Gran pats my arm and shoos me upstairs, where I find Jemma standing in the doorway of her room with her arms folded across her damp chest.

“What was that all about?” she asks.

“Nothing,” I answer, and excuse myself to my room where I pull out my black jeans and tank. I slip them on and as I’m pulling the tank over my head Jemma steps through my door. “You ever think of knocking?” My tank slides down my stomach and I smooth my hair with my hands, the signature Jordan Capshaw look.

“Sorry,” she says sarcastically, and walks back out. Okay, it was a jerk thing to say, but Gran is right, I hurt everyone in my path, and I don’t want to hurt Jemma. She doesn’t deserve it. But why do I have to be such a dick? Groaning at my idiocy, I walk across the hall and knock softly on Jemma’s door. Her door opens and she greets me with pursed lips and arms folded across her chest.

“What?” she asks bitterly.

“Sorry for that back there. I was a jerk.”

“Yeah, you were.”

“Can I come in?” She drops her arms and gestures for me to enter. She sits on the edge of her bed, and since the room is void of any other sitting surface, I decide standing is the safest option.

“Did you need something?”
Smooth, Jordan
. “I mean, when you came to my room, did you need something?”

She sighs and rests her elbows on her thighs. “I was going to see if you wanted to use my computer to buy some new clothes. I don’t feel qualified to take your money and buy you anything.”

“Um, well, I guess that would work.”

“If you use Amazon, you could have clothes shipped overnight or…”

“Overnight is good,” I say as I move closer to her. Her breath hitches in her chest as I come even nearer. What am I doing? Jemma isn’t like the hundreds of other girls who flocked to me like a moth to a flame. She’s different, shy, and tentative, even. I should walk away but I find myself more than curious to know what her pale pink lips would taste like and how her small hands would feel on my skin.

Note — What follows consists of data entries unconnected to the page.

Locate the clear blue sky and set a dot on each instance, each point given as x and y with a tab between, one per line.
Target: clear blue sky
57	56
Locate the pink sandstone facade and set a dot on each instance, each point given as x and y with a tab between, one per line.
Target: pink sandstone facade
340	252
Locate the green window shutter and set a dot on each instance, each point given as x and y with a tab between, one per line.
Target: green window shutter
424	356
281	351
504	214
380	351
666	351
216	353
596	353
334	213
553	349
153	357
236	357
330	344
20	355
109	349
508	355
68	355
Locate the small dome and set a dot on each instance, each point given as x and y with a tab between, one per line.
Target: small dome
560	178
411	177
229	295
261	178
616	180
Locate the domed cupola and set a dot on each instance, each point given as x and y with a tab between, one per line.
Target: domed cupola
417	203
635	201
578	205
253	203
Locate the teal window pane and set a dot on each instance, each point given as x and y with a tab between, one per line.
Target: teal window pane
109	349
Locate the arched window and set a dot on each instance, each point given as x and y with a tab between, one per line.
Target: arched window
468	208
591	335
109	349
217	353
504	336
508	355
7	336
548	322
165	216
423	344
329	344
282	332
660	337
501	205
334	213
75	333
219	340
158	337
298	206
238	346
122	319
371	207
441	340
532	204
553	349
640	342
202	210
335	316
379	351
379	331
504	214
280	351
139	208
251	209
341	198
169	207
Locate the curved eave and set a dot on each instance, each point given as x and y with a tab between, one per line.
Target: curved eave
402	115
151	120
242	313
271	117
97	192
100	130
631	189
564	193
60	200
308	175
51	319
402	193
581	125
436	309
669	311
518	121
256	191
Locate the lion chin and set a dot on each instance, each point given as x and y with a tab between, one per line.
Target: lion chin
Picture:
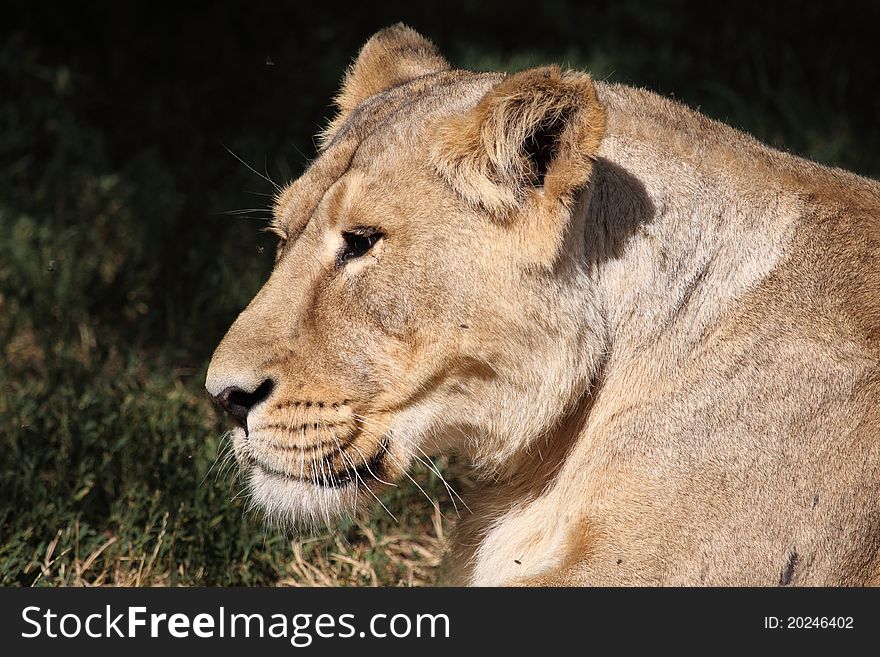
655	338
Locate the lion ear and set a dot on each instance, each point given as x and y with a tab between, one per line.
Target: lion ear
391	57
533	136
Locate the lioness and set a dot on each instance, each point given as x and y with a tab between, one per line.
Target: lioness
655	338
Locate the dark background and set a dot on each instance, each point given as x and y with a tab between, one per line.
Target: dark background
123	258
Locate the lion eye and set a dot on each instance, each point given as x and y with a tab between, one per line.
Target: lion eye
357	244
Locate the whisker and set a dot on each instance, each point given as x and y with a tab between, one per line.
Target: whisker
358	477
266	178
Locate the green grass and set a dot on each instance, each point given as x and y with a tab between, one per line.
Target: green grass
119	273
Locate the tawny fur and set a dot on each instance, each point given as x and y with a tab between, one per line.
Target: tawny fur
661	353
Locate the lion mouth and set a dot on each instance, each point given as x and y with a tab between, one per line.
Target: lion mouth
325	476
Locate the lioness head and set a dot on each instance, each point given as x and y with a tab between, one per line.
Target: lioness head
430	291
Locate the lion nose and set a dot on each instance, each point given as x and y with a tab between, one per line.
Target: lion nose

“My laptop,” she breathes, “is over there.” She points to a corner in her room and I take advantage of her outstretched hand and pull her to her feet. Her pulse quickens at my touch and the apples of her cheeks blossom pink. She looks up at me with her stormy blue eyes, licks her lips, and then pulls her bottom lip into her mouth with her teeth.

“I never noticed the particular shade of your eyes until now.” I have to swallow against the hoarseness of my voice. God, I want to kiss her so badly there is a physical ache in my chest. Her eyes wander down to my lips and she gently pulls her hand from mine.

“I’ll go get my laptop.” She moves around me and walks to the corner of the room. She picks up a pink leather case and walks around me again to the side of her bed. I can already tell this is not a good idea. She sits against her headboard and pats the space beside her. The bed is a full at best, so when I sit next to her I feel as though I’m sitting on her lap. There isn’t room enough for air to pass between us.

She sets the laptop on her lean thighs, opens the top, and types in her password, then opens the Internet browser.

“We’ll start with Amazon and go from there, sound good?” All of the sudden her voice sounds…chipper, as though whatever there was between us a minute ago is gone.